The first contact was made on the morning of October the fifteenth—a telephone call, placed by Bloch from his hotel room to the headquarters of Global Vision Investments, requesting an interview with its chairman. The request was denied, and it was made clear to Bloch that further inquiries were not welcome. Bloch recklessly responded with an ultimatum. Unless he was granted an interview, he would take his material to Washington and show it to the relevant congressional committees and government agencies.
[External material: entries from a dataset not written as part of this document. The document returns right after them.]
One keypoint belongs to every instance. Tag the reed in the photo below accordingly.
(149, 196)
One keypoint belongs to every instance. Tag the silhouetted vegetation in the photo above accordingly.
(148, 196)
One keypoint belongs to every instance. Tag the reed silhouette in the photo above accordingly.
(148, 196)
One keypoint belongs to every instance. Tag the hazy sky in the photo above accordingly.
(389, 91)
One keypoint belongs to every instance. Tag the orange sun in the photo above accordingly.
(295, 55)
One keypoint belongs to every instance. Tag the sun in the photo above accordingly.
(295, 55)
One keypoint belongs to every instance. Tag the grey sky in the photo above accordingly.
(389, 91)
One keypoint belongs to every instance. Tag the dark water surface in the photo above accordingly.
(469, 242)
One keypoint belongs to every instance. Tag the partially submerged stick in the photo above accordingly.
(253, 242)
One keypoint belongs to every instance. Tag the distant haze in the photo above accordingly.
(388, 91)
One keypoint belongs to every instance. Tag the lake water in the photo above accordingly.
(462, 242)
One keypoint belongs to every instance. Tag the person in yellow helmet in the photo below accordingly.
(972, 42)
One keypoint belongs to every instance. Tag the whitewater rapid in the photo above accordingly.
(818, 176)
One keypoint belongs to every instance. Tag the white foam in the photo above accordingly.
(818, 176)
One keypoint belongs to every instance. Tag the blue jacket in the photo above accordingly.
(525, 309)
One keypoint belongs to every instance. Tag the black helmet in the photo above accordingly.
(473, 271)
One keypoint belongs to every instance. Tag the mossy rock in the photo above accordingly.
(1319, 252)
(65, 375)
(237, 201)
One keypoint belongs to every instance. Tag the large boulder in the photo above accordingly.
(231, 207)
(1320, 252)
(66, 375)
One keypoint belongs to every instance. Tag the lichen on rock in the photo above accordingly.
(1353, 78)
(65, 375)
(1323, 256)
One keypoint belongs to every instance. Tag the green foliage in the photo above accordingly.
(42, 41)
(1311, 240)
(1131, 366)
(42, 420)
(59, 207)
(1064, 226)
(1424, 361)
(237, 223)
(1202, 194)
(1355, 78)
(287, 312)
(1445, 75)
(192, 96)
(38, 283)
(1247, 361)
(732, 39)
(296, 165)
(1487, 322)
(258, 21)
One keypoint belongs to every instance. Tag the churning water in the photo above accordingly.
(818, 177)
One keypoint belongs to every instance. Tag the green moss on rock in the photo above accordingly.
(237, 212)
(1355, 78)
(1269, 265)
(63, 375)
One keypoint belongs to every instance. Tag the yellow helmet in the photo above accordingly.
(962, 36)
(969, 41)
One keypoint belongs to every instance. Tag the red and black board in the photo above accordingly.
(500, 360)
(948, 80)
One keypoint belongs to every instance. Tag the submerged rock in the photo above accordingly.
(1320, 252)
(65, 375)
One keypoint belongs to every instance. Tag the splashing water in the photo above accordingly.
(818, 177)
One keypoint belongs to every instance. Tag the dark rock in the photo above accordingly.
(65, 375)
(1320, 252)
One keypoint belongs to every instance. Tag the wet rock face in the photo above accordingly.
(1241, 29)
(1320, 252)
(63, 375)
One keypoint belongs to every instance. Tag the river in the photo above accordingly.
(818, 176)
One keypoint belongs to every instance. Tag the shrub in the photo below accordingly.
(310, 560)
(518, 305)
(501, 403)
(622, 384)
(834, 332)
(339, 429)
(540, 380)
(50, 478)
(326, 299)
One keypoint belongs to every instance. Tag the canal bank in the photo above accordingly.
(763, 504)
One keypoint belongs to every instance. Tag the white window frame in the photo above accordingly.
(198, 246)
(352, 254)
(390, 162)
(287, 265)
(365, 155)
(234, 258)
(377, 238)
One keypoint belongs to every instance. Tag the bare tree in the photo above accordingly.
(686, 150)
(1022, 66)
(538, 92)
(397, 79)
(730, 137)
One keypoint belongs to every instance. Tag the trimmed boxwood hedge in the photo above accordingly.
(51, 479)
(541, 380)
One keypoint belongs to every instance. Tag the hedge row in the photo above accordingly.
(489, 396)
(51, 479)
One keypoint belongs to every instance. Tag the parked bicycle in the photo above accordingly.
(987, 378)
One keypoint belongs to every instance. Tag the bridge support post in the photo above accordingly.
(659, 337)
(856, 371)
That seemed to get the attention of the person at the other end of the line, and an appointment was scheduled for two days later. Rafi Bloch would never keep that appointment—or any other, for that matter. A climber found his corpse the following spring in the French Alps, headless, handless, frozen solid. Martin Landesmann's name never even came up in the investigation.
The electricity failed with the first flash of lightning. They gathered in the semidarkness of the living room and leafed through the files of Rafael Bloch while the entire building shook with thunder.
"Behind every fortune lies a great crime," said Ramirez.
"Honore de Balzac," said Chiara.
Ramirez gave her an admiring nod. "The old boy could have been referring to Walter and Martin Landesmann when he wrote those words. Upon his death, Walter Landesmann bequeathed to his son a small private bank in Zurich—a bank with a great deal of blood money on its balance sheets—and Martin turned it into an empire." Ramirez looked at Gabriel. "How much do you know about him?"
"Landesmann?" Gabriel shrugged. "He's one of the world's richest men but likes to play the role of reluctant billionaire." Gabriel furrowed his brow in mock concentration. "Remind me of the name of that foundation of his."
"One World," said Ramirez.
"Ah, yes, how could I forget?" Gabriel asked sardonically. "Landesmann's devoted followers regard him as something of a prophet. He preaches debt relief, corporate responsibility, and renewable energy. He's also engaged in a number of development projects in Gaza that have caused him to form rather close ties to Hamas. But I doubt that would upset his friends in Hollywood, the media, or leftist political circles. As far as they're concerned, Martin Landesmann never puts a foot wrong. He's pure of heart and noble of intent. He's a saint." Gabriel paused. "Have I left anything out?"
"Just one thing. It's all a lie. Well, not all of it. Saint Martin does have many friends and admirers among the smart set. But I doubt even the sheep in Hollywood would stand by him if they ever discovered the true source of his enormous wealth and power. As for his charitable activities, they're funded by capitalism at its most base and ruthless. Saint Martin pollutes, drills, mines, and exploits with the best of them."
"Money makes the world go round, Alfonso."
"No, my friend. As the good book says, 'For the love of money is the root of all evil.' And the fount of Saint Martin's wealth is an unspeakable evil. That's why Martin disposed of his father's bank within a year of the old man's death. And why he moved from Zurich to the shores of Lake Geneva. He wanted to flee the scene of the crime and shed his Alemannic roots. Do you know he refuses to even speak German in public anymore? Only English and French."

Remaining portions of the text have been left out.